Does anyone recommend a good pop3 email program for Windows 8?


----------



## XPostFacto (Nov 15, 2013)

I run Microsoft Office 2007 on my desktop and 2010 on my laptop. I just use Office's Outlook mail program.

What POP server you use would depend on your internet service provider. Anything you have read or heard about Windows 8 not supporting a POP server is not true. My new satellite Exede ISP recommended that I use IMAP if I had Windows 8. After setting up everything for IMAP, I could send out e-mail but couldn't receive any. It seems that there was no secure certificate generated for IMAP, but only one for POP. I then went back to the POP 3 server and I cold then receive. Don't believe everything you hear about Windows 8 supporting this and not supporting that.


----------



## Mr. H. (Nov 15, 2013)

XPostFacto said:


> I run Microsoft Office 2007 on my desktop and 2010 on my laptop. I just use Office's Outlook mail program.



I've heard that this works quite well.


----------



## Chuckt (Nov 15, 2013)

I just got off the phone with tech support with my ISP and not only did it not work, the tech said Microsoft has issues and that he gets a couple calls a week where they cannot get it to work.  He suggests that I contact Microsoft.


----------



## Quantum Windbag (Nov 15, 2013)

Chuckt said:


> I just got off the phone with tech support with my ISP and not only did it not work, the tech said Microsoft has issues and that he gets a couple calls a week where they cannot get it to work.  He suggests that I contact Microsoft.



I have never met anyone that can sign into email that has had problems.

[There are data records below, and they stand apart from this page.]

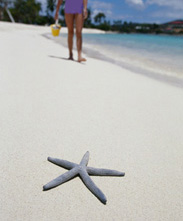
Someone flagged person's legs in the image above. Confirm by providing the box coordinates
[75,14,86,62]
[65,13,75,60]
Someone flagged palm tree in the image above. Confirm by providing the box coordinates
[94,12,106,24]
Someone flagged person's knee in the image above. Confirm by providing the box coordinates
[76,30,81,38]
[68,29,74,37]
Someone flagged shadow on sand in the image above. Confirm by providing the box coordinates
[48,55,84,64]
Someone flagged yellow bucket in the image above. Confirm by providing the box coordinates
[51,24,61,37]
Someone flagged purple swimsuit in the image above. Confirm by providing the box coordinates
[65,0,83,14]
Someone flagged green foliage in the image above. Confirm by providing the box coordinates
[94,12,106,24]
[10,0,41,24]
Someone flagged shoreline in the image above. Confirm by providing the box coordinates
[0,22,183,221]
[43,31,183,88]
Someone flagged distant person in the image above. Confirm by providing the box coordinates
[55,0,88,62]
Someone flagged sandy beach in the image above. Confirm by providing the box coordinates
[0,22,183,221]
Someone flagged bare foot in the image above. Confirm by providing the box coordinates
[78,58,86,62]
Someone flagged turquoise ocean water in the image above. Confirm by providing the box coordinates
[48,33,183,84]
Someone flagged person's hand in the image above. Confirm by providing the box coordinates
[55,12,58,21]
[83,9,88,19]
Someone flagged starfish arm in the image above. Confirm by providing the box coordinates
[86,167,125,176]
[79,170,107,204]
[48,157,78,170]
[80,151,90,166]
[43,167,78,191]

By the way, did you know that Windows store has multiple email apps, and that Windows 8 comes with an email client that works with just about everything?


----------



## Mr. H. (Nov 15, 2013)

Chuckt said:


> I just got off the phone with tech support with my ISP and not only did it not work, the tech said Microsoft has issues and that he gets a couple calls a week where they cannot get it to work.  He suggests that I contact Microsoft.



Be prepared to spend 2 hours with someone you can't understand. 

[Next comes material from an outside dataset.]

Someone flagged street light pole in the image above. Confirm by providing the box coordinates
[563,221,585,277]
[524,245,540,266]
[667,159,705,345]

Seriously... assuming you're under warranty you should do this sooner rather than later.


----------



## XPostFacto (Nov 16, 2013)

Every time I have had to set up e-mail with a new ISP, I have had trouble. If one thing is out of place, it won't work.

Suppose you are using AOL as your ISP. Well, the following settings might be the way AOL sets up e-mail. You would have to Google AOL to find out for sure. Just remember don't put POP3 in the equation, just drop the "3", unless your provider tells you otherwise.

Incoming Mail Server: pop.aol.com

Outgoing Mail Server: smtp.aol.com

There are other problems that would throw you off too. One time, I thought I had everything set up but still couldn't get e-mail to work. Come to find out it was the way I input my user name. You must input your domain name as well. Say your user name is JoeBlow, well if your domain is AOL, then it is input as joeblow@aol.com. 

Make sure you  check  the box for secure password authentication and check SSL for both incoming and outgoing servers. Every time I change out ISP's, it becomes a crap shoot for me because I don't set up e-mail accounts every day so have to relearn what I did. That's one of the reasons why I take screen shots of my setup and save it to remind me how to do it.

Another thing that can throw you off is having the wrong ports for your incoming and outgoing mail servers. Don't just use the default settings. They don't normally work. Without the right ports, it's like putting the wrong address on your letters when mailing them.


----------



## XPostFacto (Nov 16, 2013)

Mr. H. said:


> Chuckt said:
> 
> 
> > I just got off the phone with tech support with my ISP and not only did it not work, the tech said Microsoft has issues and that he gets a couple calls a week where they cannot get it to work.  He suggests that I contact Microsoft.
> ...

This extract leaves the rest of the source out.